流浪島に着いたころには、もうすっかり夕の刻で、颯華の全身を包む光も、左の瞳も、夕陽によって更なる赤みと深さを与えられていた。薄紫の髪さえ、すっかり赤く染まってしまっている。
 島にすうっと着地すると、その髪がさらりとなびき、また背に落ち着いた。
 少しも変わらない島の全景を見渡して、颯華は息をつく。
 流浪島の中心には、岩が高く盛り上がっている。山のように見えるが、そうではなく、この中は洞窟のようにがらんどうだった。そこに頑丈な扉が一つだけ据え付けられている。
 彼女のもう一人の夫は、この中で暮らしているのだった。
 颯華は扉に近付き、ノックもなしにいきなり開けた。
「忍! 来たわよ」
 明るい声の似合わない、殺風景な部屋の隅で、夫は壁に向かって座っていた。
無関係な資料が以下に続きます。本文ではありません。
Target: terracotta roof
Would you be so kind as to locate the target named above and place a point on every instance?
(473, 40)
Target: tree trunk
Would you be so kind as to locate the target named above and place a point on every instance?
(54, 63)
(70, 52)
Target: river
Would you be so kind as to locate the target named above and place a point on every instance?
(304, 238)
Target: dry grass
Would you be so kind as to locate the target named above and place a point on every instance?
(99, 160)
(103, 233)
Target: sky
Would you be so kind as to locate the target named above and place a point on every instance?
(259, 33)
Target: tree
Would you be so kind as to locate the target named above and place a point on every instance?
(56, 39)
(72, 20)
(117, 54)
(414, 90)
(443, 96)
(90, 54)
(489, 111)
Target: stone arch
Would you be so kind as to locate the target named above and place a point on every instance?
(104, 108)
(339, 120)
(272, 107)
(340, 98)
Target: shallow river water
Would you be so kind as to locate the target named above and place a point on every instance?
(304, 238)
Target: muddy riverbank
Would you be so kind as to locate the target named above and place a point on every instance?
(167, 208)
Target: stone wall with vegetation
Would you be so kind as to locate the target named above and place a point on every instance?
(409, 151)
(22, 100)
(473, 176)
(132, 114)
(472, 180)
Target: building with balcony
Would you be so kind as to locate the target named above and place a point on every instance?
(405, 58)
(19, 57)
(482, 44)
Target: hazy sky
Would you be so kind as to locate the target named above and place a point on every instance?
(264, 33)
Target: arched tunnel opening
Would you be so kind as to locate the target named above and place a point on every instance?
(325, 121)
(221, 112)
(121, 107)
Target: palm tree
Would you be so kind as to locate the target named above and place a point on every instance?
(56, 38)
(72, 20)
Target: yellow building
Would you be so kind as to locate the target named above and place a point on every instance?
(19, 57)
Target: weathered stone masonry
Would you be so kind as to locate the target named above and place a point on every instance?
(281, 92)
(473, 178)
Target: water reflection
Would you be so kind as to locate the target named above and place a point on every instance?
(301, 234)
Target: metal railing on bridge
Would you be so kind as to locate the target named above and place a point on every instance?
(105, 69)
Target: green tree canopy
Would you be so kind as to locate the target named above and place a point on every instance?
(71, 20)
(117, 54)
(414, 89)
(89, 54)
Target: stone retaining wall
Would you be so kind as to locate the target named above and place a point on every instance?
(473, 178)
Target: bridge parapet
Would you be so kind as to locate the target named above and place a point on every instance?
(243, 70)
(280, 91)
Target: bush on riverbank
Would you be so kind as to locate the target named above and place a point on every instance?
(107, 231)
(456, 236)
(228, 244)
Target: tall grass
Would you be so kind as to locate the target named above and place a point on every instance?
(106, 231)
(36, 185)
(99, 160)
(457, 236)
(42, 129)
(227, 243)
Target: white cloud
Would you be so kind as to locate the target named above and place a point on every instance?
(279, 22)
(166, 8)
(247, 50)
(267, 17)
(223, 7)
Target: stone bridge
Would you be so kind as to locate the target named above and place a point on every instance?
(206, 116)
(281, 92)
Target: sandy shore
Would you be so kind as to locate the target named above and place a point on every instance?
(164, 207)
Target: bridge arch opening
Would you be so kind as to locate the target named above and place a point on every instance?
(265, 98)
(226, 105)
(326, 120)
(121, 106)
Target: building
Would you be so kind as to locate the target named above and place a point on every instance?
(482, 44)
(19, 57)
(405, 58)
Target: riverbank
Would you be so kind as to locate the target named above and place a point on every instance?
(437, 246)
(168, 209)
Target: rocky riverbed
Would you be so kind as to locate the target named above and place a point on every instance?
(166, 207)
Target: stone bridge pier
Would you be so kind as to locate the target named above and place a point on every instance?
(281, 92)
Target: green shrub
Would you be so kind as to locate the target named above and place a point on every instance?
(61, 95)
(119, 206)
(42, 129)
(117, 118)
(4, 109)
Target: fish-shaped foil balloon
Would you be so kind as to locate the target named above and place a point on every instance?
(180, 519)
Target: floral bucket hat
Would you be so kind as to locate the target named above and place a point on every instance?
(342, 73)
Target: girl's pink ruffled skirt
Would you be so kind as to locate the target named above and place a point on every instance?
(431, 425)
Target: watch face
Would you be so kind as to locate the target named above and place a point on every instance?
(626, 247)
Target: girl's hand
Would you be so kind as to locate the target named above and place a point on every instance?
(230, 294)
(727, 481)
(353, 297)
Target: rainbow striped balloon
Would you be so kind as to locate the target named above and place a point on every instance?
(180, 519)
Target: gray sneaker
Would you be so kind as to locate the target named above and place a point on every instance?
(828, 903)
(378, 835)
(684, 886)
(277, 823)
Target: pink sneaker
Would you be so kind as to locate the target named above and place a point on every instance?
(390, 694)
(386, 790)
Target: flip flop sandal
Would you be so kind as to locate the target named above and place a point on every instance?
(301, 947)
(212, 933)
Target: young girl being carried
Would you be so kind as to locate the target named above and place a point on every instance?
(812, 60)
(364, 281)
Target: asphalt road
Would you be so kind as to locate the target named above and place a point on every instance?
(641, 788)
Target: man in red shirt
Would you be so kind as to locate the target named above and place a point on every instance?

一人で何かぶつぶつ言っている。颯華には何も見えないが、どうやらこの夫にもお客が来ているようだった。今日はみんなに客が来る日だ。
「おーい、忍っ!」
 急いでドアを閉めて、遠慮なくずかずか上がり込む。近くまで来て見下ろすと、忍はようやくこちらを振り仰いだ。
 左の眼で妻の姿をとらえると、彼は微かに笑みを浮かべたが、すぐに壁の方へ戻ってしまう。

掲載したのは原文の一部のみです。